Dahası bu yapılar mükemmel falan değil. Hesap hataları nedeniyle inşa sırasında çökenler olmuştur ki bu da “insanlık halidir”. Ve tabii mimarlar ilahi bir esinin tesiriyle bir sabah kalkıp bir anda tasarlamadı bunları. Yüzyıllar içinde biriken, gelişen mimarlığın ve teknolojinin bir sonucuydu bu. Mısır’daki öteki dünya inancıyla birleşen mezar yapımındaki mimari ve teknolojik gelişimin piramide ulaşması hiç de şaşırtıcı değildir. Mısır’da piramitler öncesinde üretilen mastaba adlı yapılar piramitlere doğru gelişim seyrinin önemli bir ayağıdır. Kral Zoser için tasarlanmış ve bilinen ilk piramit olan “Basamaklı Piramit” geleneksel mastaba olarak başlamış, üst üste inşa edilen mastabalardan elde edilmiştir. Mimarı İmhotep için dâhi nitelemesi yerindedir. Gize Piramitleri ise Basamaklı Piramit’ten yaklaşık 100 yıl sonra inşa edilmiştir. Piramitler dönemine göre devasa yapılardır, mimarinin ileri örnekleridir, önemli eserlerdir... Doğru ancak bu onları uzaylıların ya da başka birilerinin yaptığı anlamına gelmez. Düpedüz Mısırlılar yapmıştır!

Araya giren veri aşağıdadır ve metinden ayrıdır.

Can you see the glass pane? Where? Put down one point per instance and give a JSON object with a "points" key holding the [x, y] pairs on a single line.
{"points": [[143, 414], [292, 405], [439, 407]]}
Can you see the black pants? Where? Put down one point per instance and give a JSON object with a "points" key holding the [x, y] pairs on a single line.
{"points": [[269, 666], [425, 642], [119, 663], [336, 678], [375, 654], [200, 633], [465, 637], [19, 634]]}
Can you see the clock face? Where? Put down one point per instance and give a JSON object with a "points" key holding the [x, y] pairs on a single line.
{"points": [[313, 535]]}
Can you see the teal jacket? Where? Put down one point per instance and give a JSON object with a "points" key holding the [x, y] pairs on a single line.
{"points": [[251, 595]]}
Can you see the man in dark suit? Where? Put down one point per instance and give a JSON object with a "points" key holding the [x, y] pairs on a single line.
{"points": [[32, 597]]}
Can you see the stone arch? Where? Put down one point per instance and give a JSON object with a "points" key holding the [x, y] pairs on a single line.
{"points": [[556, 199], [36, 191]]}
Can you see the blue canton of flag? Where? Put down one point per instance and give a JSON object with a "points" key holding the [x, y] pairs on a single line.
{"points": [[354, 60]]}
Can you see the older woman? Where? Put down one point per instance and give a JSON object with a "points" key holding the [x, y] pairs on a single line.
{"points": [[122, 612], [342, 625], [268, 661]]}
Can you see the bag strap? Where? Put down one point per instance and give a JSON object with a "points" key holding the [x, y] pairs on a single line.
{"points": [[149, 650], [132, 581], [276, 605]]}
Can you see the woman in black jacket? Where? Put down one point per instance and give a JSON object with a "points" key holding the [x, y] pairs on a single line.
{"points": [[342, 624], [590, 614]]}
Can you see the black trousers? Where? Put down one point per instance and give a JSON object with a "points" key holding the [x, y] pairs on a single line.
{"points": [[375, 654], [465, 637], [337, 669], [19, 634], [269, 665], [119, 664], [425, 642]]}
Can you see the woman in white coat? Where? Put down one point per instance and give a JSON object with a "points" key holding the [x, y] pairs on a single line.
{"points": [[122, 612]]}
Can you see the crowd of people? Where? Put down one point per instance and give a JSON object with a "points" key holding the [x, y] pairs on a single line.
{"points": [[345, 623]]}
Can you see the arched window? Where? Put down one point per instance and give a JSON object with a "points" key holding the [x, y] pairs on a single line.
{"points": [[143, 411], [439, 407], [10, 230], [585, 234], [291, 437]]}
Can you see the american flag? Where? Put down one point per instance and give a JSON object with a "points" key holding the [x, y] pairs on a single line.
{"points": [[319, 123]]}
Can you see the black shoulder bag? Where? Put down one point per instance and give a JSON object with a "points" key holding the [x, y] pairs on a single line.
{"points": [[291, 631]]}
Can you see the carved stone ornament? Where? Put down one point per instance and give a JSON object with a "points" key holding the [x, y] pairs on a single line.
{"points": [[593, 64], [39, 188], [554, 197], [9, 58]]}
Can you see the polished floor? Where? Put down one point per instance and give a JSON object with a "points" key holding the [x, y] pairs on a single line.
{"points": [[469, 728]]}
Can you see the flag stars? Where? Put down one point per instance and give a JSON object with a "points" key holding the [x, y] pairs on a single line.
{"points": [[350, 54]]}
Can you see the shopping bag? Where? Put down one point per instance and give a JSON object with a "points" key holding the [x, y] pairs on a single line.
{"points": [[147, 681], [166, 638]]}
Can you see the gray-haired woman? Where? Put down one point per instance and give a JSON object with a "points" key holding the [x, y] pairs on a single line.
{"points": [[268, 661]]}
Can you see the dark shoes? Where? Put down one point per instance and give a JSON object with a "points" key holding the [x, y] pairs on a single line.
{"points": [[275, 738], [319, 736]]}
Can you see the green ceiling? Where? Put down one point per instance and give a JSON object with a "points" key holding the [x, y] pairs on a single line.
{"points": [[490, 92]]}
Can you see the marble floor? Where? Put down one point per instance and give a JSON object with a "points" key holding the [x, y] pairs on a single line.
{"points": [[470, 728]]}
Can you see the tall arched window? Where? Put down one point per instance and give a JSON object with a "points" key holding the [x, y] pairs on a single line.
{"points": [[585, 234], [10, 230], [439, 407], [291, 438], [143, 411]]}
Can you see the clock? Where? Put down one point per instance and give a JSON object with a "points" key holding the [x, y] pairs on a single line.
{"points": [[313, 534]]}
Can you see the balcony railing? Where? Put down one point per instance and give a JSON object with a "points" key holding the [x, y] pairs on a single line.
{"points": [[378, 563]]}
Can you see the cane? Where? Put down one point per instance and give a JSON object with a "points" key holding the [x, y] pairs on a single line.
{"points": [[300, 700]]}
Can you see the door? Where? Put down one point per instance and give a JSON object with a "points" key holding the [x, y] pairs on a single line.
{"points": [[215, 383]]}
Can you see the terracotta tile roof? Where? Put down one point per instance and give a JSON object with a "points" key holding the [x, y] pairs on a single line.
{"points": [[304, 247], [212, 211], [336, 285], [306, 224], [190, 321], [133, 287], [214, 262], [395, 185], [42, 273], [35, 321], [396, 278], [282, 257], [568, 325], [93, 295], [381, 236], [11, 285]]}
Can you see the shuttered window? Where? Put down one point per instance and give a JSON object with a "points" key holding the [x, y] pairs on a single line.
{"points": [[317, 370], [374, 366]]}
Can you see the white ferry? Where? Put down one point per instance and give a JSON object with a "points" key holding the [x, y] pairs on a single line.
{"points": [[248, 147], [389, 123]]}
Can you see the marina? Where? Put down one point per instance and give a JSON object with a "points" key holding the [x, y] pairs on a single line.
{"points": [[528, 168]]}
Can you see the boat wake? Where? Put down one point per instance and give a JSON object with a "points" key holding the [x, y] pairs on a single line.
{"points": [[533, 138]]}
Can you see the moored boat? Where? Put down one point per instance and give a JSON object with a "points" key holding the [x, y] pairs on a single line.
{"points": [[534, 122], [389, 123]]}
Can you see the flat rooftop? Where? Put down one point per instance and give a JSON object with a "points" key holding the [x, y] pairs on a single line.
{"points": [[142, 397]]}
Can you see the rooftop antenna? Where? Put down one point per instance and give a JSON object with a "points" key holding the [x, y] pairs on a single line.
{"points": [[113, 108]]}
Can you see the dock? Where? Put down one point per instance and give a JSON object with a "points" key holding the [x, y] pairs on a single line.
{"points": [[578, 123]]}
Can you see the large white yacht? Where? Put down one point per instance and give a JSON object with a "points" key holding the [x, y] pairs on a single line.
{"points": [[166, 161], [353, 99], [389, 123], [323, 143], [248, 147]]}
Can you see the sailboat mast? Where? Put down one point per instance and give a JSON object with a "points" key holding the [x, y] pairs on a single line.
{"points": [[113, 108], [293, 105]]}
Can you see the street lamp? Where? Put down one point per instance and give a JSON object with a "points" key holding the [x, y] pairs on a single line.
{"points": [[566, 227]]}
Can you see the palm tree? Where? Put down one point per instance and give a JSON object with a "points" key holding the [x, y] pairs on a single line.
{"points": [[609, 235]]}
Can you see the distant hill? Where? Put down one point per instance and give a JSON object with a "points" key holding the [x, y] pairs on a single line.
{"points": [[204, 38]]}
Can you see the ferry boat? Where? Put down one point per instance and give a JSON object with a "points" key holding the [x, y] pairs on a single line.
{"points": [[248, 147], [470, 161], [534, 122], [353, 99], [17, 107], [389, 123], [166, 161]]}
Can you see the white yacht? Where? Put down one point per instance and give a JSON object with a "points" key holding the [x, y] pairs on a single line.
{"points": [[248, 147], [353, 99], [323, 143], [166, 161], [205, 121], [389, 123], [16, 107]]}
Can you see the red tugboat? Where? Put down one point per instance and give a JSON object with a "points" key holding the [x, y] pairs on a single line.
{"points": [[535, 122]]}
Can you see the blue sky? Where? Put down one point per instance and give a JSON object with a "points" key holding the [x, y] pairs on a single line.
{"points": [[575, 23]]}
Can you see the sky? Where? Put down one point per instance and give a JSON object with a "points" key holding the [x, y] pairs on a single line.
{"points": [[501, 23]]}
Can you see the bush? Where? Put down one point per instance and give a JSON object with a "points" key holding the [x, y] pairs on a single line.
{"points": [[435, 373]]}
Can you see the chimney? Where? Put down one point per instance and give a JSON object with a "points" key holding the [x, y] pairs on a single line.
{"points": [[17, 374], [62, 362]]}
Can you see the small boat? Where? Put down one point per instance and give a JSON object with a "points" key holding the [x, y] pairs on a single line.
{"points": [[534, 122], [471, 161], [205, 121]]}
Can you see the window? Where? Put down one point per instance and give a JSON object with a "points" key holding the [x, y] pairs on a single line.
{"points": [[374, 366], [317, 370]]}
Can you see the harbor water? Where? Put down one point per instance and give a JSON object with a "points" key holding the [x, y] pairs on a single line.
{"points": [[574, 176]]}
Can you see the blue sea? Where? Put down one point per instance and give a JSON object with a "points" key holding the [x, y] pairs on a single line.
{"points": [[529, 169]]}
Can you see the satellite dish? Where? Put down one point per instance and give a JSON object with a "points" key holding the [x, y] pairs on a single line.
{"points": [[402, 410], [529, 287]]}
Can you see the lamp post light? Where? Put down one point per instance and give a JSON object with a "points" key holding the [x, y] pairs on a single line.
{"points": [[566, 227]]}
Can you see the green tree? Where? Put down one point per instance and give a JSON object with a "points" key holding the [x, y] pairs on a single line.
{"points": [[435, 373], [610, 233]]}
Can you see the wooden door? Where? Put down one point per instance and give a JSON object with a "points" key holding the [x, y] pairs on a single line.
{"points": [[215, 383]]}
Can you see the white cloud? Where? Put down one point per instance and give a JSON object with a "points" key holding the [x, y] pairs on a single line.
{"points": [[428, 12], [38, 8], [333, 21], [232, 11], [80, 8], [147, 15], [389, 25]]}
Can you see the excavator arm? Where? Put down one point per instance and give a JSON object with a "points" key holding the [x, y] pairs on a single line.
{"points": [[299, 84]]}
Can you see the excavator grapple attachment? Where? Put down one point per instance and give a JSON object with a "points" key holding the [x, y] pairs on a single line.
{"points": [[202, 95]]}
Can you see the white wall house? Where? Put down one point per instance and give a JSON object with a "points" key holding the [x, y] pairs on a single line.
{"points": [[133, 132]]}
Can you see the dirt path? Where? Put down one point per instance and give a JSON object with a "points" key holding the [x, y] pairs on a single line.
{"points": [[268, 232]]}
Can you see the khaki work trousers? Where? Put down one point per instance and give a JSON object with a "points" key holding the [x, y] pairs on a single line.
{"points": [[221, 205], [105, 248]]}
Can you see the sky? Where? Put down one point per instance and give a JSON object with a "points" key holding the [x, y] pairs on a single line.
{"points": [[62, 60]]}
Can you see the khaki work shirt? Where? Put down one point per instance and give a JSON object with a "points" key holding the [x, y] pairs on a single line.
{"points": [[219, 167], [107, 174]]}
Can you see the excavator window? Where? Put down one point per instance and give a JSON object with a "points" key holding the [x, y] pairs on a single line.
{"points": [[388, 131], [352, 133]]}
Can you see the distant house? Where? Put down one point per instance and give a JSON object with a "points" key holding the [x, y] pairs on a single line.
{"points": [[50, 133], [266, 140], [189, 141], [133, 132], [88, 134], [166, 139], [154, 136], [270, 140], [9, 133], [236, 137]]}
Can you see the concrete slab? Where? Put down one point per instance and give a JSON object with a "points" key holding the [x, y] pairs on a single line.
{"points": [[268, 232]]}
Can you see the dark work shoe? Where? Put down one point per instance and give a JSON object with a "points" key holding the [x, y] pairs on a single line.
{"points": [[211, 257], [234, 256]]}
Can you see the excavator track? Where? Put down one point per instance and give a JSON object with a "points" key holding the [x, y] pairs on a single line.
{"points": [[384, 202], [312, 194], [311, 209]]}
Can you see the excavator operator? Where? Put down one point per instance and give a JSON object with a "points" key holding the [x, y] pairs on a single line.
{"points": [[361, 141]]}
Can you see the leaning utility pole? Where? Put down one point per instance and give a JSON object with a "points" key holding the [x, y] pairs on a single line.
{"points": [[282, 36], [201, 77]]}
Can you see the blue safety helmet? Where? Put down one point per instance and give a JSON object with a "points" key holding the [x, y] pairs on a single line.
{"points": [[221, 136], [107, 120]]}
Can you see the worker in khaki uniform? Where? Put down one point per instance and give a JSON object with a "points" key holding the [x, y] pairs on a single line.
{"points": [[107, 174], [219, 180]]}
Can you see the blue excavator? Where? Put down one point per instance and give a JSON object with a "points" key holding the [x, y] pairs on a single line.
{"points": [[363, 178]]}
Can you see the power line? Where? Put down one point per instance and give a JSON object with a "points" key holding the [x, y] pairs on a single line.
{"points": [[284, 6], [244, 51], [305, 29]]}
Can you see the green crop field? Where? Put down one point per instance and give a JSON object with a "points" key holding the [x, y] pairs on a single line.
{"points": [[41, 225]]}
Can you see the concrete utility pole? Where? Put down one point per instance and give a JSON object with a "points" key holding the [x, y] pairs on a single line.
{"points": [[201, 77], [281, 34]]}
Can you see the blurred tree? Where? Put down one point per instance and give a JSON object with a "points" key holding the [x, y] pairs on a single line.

Piramitler, Mısır’ın Eski Krallık adı verilen ilk döneminde üretilmiştir. Ondan sonraki üç dönemde üretilmedi. Ama mimarinin uygarlık tarihinin merkez üssü olduğunu ve mimarideki gelişimi tutarlı bir akış içinde gösteren birçok tapınak inşa edildi. Hem daha güzel hem daha gelişmiş! Örnek Luksor ve Karnak tapınakları. Piramitlerle ilgili Daniken imzalı ya da esinli safsataları dillendirenlerin ağzına Anubis’in asasıyla vurun!